Additionally, our network analysis of the Proud Boys-affiliated channels revealed that this network is highly connected, with a mean undirected average clustering coefficient of 0.692 (Hansen et al. Reference Hansen, Shneiderman, Smith and Himelboim2020).Footnote 14 On average, about 34% of these Proud Boys-affiliated channels’ content was forwarded from other channels, including 11.4% directly from other explicitly Proud Boys-affiliated channels, highlighting this group’s highly networked nature on Telegram. Thus, online text messages of Proud Boys channels were not independent but rather strongly influenced by other channels—further demonstrating the limitations associated with mapping interdependent online communication with localized offline events.

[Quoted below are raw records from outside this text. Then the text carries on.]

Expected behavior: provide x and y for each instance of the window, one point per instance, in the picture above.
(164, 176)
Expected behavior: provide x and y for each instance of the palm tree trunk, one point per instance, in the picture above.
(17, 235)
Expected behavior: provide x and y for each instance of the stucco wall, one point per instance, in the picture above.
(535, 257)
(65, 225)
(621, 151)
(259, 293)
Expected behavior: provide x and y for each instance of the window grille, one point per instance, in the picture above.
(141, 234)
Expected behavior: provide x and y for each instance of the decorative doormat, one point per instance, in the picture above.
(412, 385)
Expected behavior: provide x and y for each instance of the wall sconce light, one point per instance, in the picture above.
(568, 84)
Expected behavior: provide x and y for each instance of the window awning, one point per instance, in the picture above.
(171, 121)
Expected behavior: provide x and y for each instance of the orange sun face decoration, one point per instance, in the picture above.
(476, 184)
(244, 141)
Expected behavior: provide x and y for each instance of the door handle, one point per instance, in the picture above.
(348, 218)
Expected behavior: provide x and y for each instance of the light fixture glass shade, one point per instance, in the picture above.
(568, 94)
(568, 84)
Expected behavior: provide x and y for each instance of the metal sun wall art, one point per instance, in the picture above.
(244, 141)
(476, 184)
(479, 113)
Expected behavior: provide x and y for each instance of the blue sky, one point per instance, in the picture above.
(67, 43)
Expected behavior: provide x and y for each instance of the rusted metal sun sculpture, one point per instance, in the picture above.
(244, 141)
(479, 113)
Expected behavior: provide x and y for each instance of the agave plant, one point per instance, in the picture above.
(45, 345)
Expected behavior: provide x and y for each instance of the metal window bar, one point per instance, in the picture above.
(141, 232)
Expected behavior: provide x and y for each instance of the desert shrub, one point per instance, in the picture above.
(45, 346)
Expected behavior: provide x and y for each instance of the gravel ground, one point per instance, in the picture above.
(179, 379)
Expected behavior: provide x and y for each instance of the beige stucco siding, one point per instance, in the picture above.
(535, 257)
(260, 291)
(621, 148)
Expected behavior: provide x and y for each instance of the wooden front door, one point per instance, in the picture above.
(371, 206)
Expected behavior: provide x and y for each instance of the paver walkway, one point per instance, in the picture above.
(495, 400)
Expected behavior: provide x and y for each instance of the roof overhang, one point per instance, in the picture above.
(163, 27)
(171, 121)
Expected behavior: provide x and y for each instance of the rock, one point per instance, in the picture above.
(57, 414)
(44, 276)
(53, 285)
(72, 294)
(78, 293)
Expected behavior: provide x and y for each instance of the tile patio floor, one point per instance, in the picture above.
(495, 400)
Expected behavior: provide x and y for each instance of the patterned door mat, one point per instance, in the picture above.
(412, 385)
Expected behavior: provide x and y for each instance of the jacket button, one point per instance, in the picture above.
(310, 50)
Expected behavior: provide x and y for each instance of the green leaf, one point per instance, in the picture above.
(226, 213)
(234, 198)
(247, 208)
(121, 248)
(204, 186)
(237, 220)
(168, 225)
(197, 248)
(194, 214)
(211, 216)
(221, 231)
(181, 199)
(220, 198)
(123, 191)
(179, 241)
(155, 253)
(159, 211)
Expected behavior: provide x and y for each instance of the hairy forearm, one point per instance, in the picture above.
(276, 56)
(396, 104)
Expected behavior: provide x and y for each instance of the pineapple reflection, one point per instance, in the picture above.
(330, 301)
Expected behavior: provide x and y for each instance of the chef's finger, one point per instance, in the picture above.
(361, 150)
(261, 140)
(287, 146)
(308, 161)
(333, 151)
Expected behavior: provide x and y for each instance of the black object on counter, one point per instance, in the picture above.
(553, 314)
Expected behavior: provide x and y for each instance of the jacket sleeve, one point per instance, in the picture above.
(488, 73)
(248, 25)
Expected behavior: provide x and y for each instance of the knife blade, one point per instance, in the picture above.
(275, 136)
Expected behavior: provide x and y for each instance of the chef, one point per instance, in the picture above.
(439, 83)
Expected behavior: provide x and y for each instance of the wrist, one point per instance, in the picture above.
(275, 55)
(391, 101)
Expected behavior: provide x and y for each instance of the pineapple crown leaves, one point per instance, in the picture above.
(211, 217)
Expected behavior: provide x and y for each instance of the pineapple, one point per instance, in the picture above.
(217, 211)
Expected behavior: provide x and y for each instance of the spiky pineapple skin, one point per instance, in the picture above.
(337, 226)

On the theoretical side, rather than explicit calls-to-action (i.e., prognostic frames) being predictive of offline events in this context, it is messages that lament or assign blame for some problem perceived to afflict the Proud Boys (i.e., diagnostic frames) or that positively prime in-group identity (i.e., motivational frames) that predict Proud Boys members’ offline participation in a violent event. Thus, it is likely that the conversations and messages that motivate individuals to participate in offline activities are not geographically constrained—messages lauding the participation of Proud Boys in a protest in Seattle, or which bemoan some offense or injustice suffered by Proud Boys members in Idaho, could feasibly inspire offline activity by Proud Boys members in Minnesota.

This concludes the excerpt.